Apotheken-Streik: Warum tausende Filialen am Montag geschlossen bleiben
Sebastian KönigApotheken-Streik: Warum tausende Filialen am Montag geschlossen bleiben
Tausende Apotheken in ganz Deutschland werden am Montag ihre Türen schließen – als Teil eines bundesweiten Protests. Die Inhaber fordern höhere Abgabegebühren und bessere Unterstützung für stationäre Fachgeschäfte vor Ort. Durch die eintägige Schließung entgeht jedem Betrieb ein Umsatz von bis zu 12.000 Euro.
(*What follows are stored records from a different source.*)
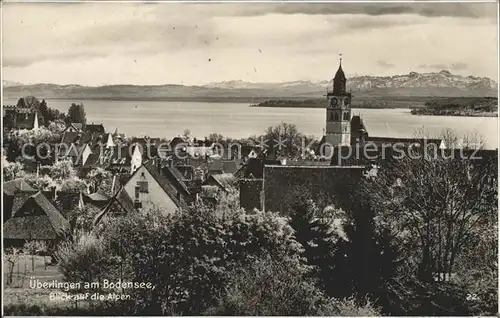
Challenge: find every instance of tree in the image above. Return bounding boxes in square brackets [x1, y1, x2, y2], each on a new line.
[207, 133, 224, 143]
[362, 150, 498, 314]
[262, 122, 307, 156]
[67, 103, 87, 125]
[48, 159, 76, 180]
[2, 155, 24, 181]
[4, 247, 21, 285]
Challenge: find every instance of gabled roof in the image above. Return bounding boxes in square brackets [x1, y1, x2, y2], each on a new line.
[17, 96, 40, 108]
[71, 123, 83, 130]
[61, 131, 92, 145]
[83, 124, 106, 134]
[222, 160, 239, 173]
[208, 159, 223, 173]
[86, 192, 109, 201]
[64, 123, 83, 132]
[3, 178, 36, 195]
[366, 136, 443, 146]
[3, 192, 70, 240]
[145, 161, 193, 207]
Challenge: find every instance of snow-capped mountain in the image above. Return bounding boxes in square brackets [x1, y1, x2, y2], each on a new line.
[203, 70, 498, 90]
[3, 70, 498, 101]
[2, 80, 23, 87]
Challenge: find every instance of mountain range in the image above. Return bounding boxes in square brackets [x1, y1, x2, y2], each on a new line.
[3, 70, 498, 102]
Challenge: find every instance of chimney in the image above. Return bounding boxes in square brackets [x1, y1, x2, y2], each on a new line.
[111, 174, 116, 193]
[134, 185, 142, 209]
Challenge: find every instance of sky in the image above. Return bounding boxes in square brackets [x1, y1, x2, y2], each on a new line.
[1, 2, 498, 86]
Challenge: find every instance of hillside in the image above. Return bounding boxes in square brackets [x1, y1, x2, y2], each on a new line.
[411, 97, 498, 116]
[3, 71, 497, 103]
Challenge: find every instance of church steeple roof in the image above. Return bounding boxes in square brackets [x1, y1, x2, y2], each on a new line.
[333, 58, 346, 82]
[333, 54, 347, 96]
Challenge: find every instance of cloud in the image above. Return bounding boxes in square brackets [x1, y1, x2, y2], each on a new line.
[3, 51, 108, 67]
[211, 1, 497, 18]
[418, 62, 469, 71]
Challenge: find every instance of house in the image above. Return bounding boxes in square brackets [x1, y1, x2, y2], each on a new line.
[3, 96, 42, 129]
[82, 192, 111, 209]
[239, 165, 366, 215]
[234, 158, 281, 179]
[2, 178, 37, 223]
[82, 123, 106, 134]
[169, 136, 189, 152]
[3, 192, 70, 246]
[97, 160, 197, 222]
[203, 173, 237, 193]
[63, 123, 83, 133]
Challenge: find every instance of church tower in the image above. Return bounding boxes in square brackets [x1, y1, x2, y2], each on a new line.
[325, 58, 351, 147]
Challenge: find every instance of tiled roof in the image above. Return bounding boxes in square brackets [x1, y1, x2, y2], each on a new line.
[235, 158, 281, 179]
[366, 136, 442, 146]
[83, 124, 106, 134]
[143, 161, 193, 207]
[71, 123, 83, 130]
[263, 166, 364, 214]
[3, 192, 70, 240]
[94, 186, 135, 225]
[61, 131, 92, 145]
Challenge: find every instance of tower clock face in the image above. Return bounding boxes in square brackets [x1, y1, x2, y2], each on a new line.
[330, 97, 339, 107]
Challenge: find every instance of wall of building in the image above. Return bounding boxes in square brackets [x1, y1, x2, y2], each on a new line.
[240, 179, 263, 211]
[125, 166, 177, 215]
[263, 166, 363, 215]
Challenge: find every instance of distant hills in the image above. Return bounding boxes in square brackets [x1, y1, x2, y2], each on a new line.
[3, 70, 498, 103]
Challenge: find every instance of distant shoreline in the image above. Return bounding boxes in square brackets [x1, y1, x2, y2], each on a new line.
[411, 109, 498, 117]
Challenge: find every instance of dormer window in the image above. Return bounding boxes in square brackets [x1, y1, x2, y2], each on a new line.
[137, 172, 149, 193]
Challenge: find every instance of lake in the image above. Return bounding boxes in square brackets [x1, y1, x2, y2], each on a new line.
[4, 100, 498, 149]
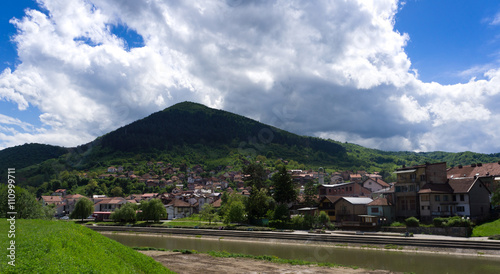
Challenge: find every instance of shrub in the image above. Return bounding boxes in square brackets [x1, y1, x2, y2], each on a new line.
[432, 216, 472, 227]
[269, 220, 289, 229]
[405, 217, 420, 227]
[291, 215, 309, 229]
[432, 217, 446, 227]
[391, 222, 405, 227]
[446, 216, 472, 227]
[488, 235, 500, 240]
[110, 203, 137, 223]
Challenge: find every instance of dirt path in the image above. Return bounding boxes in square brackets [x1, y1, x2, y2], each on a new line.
[139, 251, 395, 274]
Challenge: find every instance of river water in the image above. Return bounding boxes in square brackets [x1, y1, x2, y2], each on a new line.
[103, 233, 500, 274]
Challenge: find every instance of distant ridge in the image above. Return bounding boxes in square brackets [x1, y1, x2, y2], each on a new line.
[100, 102, 345, 156]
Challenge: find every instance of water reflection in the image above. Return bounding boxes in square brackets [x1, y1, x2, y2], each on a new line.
[104, 233, 500, 274]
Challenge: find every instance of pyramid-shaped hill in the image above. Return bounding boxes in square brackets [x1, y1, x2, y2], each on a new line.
[99, 102, 346, 158]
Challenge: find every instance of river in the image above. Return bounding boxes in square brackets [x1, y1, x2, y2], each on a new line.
[103, 233, 500, 274]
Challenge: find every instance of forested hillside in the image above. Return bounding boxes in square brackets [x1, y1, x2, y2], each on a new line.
[0, 102, 500, 191]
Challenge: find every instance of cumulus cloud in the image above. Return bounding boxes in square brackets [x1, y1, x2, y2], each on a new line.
[0, 0, 500, 152]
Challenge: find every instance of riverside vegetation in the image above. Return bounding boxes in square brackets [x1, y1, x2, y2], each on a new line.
[0, 220, 174, 273]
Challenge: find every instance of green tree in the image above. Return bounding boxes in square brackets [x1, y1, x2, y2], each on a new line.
[491, 186, 500, 206]
[246, 186, 272, 220]
[0, 184, 50, 219]
[224, 200, 245, 224]
[141, 199, 167, 222]
[273, 204, 290, 221]
[243, 163, 266, 189]
[200, 203, 215, 225]
[110, 203, 137, 223]
[109, 186, 123, 197]
[318, 211, 330, 226]
[70, 197, 94, 222]
[272, 166, 297, 204]
[304, 181, 318, 206]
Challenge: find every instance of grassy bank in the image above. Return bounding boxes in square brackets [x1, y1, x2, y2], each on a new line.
[472, 219, 500, 237]
[0, 220, 173, 273]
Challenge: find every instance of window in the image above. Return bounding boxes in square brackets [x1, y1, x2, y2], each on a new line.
[409, 199, 417, 210]
[399, 200, 407, 210]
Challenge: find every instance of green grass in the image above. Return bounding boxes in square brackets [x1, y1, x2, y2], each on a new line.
[471, 219, 500, 237]
[0, 220, 173, 273]
[384, 244, 403, 250]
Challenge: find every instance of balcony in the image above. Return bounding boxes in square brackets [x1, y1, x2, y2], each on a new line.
[431, 211, 451, 217]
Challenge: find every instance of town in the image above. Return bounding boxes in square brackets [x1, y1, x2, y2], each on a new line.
[40, 158, 500, 231]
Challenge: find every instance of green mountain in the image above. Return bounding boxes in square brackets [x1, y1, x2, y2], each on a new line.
[70, 102, 347, 168]
[0, 102, 500, 186]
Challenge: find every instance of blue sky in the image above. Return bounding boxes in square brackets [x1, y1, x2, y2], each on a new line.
[395, 0, 500, 84]
[0, 0, 500, 153]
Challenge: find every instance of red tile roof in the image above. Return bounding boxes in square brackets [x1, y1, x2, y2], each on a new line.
[447, 163, 500, 178]
[41, 196, 62, 203]
[368, 198, 392, 206]
[168, 199, 193, 207]
[418, 183, 453, 194]
[212, 199, 222, 208]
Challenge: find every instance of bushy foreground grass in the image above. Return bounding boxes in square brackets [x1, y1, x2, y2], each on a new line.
[0, 220, 173, 273]
[472, 219, 500, 237]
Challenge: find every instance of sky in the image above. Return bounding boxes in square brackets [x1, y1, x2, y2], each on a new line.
[0, 0, 500, 153]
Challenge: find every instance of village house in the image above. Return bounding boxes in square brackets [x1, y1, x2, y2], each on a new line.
[394, 163, 447, 219]
[318, 182, 371, 198]
[94, 197, 127, 212]
[51, 189, 67, 197]
[63, 194, 85, 215]
[366, 198, 395, 224]
[333, 197, 373, 222]
[449, 177, 491, 220]
[165, 199, 196, 220]
[39, 196, 64, 216]
[318, 195, 342, 222]
[447, 161, 500, 193]
[363, 177, 390, 192]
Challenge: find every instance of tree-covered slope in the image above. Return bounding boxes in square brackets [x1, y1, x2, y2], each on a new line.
[101, 102, 345, 155]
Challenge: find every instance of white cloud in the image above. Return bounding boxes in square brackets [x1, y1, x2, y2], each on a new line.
[0, 0, 500, 152]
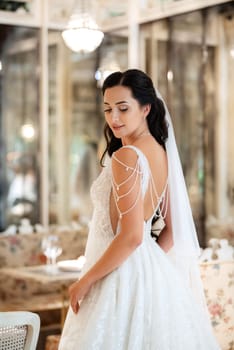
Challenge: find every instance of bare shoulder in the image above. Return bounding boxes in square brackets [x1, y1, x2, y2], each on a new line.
[112, 147, 138, 169]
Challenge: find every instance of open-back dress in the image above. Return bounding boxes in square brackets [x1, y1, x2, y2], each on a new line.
[59, 146, 219, 350]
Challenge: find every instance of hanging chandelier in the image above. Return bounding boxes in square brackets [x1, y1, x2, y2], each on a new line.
[62, 1, 104, 53]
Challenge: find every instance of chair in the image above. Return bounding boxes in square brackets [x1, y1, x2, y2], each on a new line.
[0, 311, 40, 350]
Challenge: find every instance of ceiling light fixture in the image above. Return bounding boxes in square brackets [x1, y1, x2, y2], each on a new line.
[62, 0, 104, 53]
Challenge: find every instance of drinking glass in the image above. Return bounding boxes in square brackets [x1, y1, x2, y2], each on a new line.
[41, 235, 63, 270]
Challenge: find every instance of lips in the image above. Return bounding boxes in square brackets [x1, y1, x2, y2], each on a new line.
[112, 125, 123, 131]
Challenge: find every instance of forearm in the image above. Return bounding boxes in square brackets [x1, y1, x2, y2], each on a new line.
[80, 233, 139, 285]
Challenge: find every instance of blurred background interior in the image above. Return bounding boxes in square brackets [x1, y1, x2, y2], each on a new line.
[0, 0, 234, 349]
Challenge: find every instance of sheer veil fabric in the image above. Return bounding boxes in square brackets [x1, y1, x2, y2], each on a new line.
[156, 90, 208, 317]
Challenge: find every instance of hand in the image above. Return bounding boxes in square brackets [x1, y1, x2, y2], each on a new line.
[68, 277, 91, 314]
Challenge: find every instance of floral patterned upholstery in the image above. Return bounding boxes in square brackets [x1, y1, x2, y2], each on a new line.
[200, 260, 234, 350]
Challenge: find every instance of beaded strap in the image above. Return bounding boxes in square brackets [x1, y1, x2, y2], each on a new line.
[112, 148, 169, 219]
[112, 154, 142, 219]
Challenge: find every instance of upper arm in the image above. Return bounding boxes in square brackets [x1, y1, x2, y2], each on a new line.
[112, 148, 144, 240]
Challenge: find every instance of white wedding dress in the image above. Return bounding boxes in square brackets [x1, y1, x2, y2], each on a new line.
[59, 149, 219, 350]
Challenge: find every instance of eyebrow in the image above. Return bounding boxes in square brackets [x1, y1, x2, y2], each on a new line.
[104, 101, 128, 105]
Susanne Bormann, die eine Apotheke in Blankenburg führt, rechnet mit Verlusten in Höhe mehrerer tausend Euro sowie 75 nicht abgegoltenen Arbeitsstunden ihres Teams. Trotz der finanziellen Einbußen hält sie den Protest für unverzichtbar, um auf die Notlage der Branche aufmerksam zu machen. Für sie überwiegt die Botschaft an die Politik – insbesondere zur Bedeutung der Apotheken in der Patientenversorgung – den vorübergehenden Verlust.
In Haltern am See erwartet Jörn Graé von der Sixtus-Apotheke, dass sich ein Teil der Umsätze auf die Tage vor und nach der Schließung verlagert. Seine Fixkosten in Höhe von etwa 1.800 Euro laufen dennoch weiter – selbst bei geschlossenen Türen. Dennoch ist er überzeugt, dass mögliche langfristige Erfolge, wie höhere Gebühren, die akuten finanziellen Nachteile aufwiegen.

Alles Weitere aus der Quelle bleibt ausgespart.